Você considera que em nosso país a profissão é desvalorizada?

Acho que poderíamos valorizar mais a arte e cultura em geral, sim. Já dancei ballet por muitos anos, e sei também como é difícil a vida de atores e dançarinos, é difícil encontrar um lugar ao sol. Precisamos de mais programas, de mais financiamento e mais espaço para a divulgação de todo tipo de obras.

Suas obras têm relação com suas experiências de vida?

Não, minhas obras são apenas ficção. Têm um pouco de mim, um pouco de alguns lugares que conheço, pois livros são parte de nós, mas tudo que está lá é parte da minha imaginação e inspiração.

Além de escritora você é mãe. Que iniciativas toma para motivar sua filha a gostar da leitura?

Não há nada melhor do que o nosso exemplo silencioso. Não adianta falar, conversar ou passar sermão. Filhos aprendem pela observação dos pais, da família e do ambiente, pelo que sentem, pelo que captam. Se queremos motivar nossos filhos à leitura, precisamos ler para eles, ler com eles, ler perto deles e mais ainda, nos divertir com a leitura. Lembro-me bem quanto estava lendo o livro “Marley e eu”. Dava tanta risada sozinha das coisas que lia, que minha filha ainda com cinco ou seis anos vinha se sentar ao meu lado para também poder “ler” a parte engraçada.

Mesmo para quem não tem condições de adquirir livros a toda hora, o hábito pode ser adquirido através de revistas e jornais, ao passear numa livraria ou biblioteca, manusear coisas emprestadas de clubes de leitura, e outras opções em que não precisamos gastar um centavo.

Como escritora, qual sua visão sobre a educação atual?

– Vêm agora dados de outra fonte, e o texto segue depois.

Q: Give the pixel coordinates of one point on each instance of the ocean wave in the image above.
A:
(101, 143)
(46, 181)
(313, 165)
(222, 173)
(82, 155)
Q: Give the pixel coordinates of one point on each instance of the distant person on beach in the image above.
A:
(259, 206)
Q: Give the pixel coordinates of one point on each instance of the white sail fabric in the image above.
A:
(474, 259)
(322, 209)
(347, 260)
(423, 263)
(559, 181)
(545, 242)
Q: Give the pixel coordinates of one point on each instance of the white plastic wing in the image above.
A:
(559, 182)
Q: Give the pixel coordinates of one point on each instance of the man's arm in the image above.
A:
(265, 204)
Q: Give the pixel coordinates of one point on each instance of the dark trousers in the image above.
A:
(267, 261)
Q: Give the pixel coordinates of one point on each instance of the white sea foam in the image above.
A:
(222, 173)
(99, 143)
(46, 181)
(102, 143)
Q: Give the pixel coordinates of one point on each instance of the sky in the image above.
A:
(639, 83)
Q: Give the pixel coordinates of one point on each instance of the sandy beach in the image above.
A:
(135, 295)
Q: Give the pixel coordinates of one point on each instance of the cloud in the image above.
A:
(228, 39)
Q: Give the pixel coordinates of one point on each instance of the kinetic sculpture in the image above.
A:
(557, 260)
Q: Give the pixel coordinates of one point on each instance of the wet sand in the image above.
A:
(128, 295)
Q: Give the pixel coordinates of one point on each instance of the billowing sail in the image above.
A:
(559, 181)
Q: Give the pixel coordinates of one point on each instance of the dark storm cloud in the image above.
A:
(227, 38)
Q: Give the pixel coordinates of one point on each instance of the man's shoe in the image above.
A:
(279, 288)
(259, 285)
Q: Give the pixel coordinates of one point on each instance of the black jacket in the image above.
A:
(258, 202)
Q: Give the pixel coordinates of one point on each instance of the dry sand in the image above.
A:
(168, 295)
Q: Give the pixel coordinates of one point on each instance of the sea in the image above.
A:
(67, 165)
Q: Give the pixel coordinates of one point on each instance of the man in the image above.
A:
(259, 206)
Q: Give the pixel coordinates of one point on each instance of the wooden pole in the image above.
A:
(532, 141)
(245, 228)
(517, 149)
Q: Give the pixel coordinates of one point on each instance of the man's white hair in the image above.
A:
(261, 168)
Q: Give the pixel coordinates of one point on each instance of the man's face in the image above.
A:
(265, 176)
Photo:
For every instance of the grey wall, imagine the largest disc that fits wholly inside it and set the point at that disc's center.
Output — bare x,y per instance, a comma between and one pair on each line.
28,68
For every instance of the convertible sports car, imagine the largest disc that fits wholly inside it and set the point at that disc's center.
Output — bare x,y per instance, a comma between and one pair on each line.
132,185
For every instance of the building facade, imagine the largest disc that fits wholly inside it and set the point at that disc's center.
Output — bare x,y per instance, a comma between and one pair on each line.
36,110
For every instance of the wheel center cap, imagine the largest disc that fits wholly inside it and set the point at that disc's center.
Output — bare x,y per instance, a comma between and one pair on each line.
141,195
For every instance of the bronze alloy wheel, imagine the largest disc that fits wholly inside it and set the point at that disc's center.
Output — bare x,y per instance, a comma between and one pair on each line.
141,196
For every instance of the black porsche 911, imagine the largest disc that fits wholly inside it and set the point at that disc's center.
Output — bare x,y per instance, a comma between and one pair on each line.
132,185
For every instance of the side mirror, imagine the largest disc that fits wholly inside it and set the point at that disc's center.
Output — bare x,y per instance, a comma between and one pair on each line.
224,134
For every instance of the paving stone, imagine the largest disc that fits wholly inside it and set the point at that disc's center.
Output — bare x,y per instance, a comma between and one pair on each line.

Ainda temos um abismo que separa a educação pública da privada, e isso não é bom. Embora tenhamos excelentes escolas públicas, estas ainda são consideradas uma exceção no País e precisamos melhorar muito os nossos programas e a abrangência da educação. Precisamos incentivar mais nossos professores, desde a remuneração até o seu próprio desenvolvimento, precisamos de mais laboratórios, mais salas, mais infraestrutura, mais tudo.  Não quero parecer pessimista, mas sim, quero ver mais, desejo mais para o Brasil, pois sabemos que é possível fazer melhor do que o que temos hoje. Existem crianças ainda sem uniforme e material escolar, e nós já estamos no final de abril. Fico triste ao saber que o número de leitores brasileiros diminui ano a ano, segundo as estatísticas, fico mais triste ainda ao ler que grande parte de nossa população é analfabeta funcional – aqueles que sabem algumas letras, mas não interpretam um texto. E pior ainda, temos uma boa parcela como analfabetos absolutos.